The issue is the wires are all silver/clear so I had to look at the molex connector to guess which one is the red and black. I have already snipped the wires, is there anyway to test with a multimeter, to determine which one is the yellow wire?

----------


## ex-egll

Ummmm, interesting situation! As these fans are brushless it complicates the issue, I have tried a couple of tests using the multimeter and I may have a solution, no guarantee it will work for you and there is always the (very slight) possibility that the fan could be damaged. This will (may) only determine the red and black wires as a pair, but at least the yellow will have been eliminated. Once the red and black have been identified it is a 50-50 chance you will connect them correctly first time, if not just reverse them.

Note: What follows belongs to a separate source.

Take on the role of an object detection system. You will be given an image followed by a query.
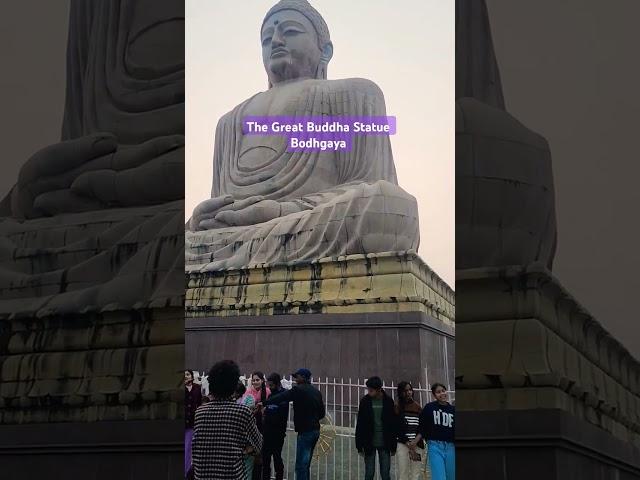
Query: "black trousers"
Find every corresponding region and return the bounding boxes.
[262,432,286,480]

Put the multimeter on the 1 or 2 M resistance range and put the probes on a pair of wires (do not allow fingers to touch bare metal on the probes or wires as this will affect the reading. Eventually you should find a pair that show some resistance, albeit for a short time, these will be the red and black. It is likely that they will only show resistance in one direction so in addition to checking all the pairs, check them all again with the probes reversed if there is no resistance shown. If this fails to identify the pair then go up a level on the meter to 10 or 20M and repeat. It worked here on the 2 fans I have.

----------


## BLKKROW

> Ummmm, interesting situation! As these fans are brushless it complicates the issue, I have tried a couple of tests using the multimeter and I may have a solution, no guarantee it will work for you and there is always the (very slight) possibility that the fan could be damaged. This will (may) only determine the red and black wires as a pair, but at least the yellow will have been eliminated. Once the red and black have been identified it is a 50-50 chance you will connect them correctly first time, if not just reverse them.
> 
> Put the multimeter on the 1 or 2 M resistance range and put the probes on a pair of wires (do not allow fingers to touch bare metal on the probes or wires as this will affect the reading. Eventually you should find a pair that show some resistance, albeit for a short time, these will be the red and black. It is likely that they will only show resistance in one direction so in addition to checking all the pairs, check them all again with the probes reversed if there is no resistance shown. If this fails to identify the pair then go up a level on the meter to 10 or 20M and repeat. It worked here on the 2 fans I have.


Don't worry your advice has not gone on deaf ears. I have been busying studying for school.

I got 20 mins to play with it today and I found which two wires are the black/red using your method. However, I cannot get the fan to work still. So it is either my fan or my Mosfet. I may purchase another fan before messing with the firmware.

Thanks!

----------


## ex-egll

Now you have the 2 wires identified you could always apply a voltage to them and see if the fan turns.

----------


## BLKKROW

Well good new and bad news.

I was out with my friends and stopped by a local electronic shop and picked up a cheap 40mm fan for $1.00. It works perfectly! So I guess the first fan I bought is dead. I may hook it up to my PSU to make sure.

----------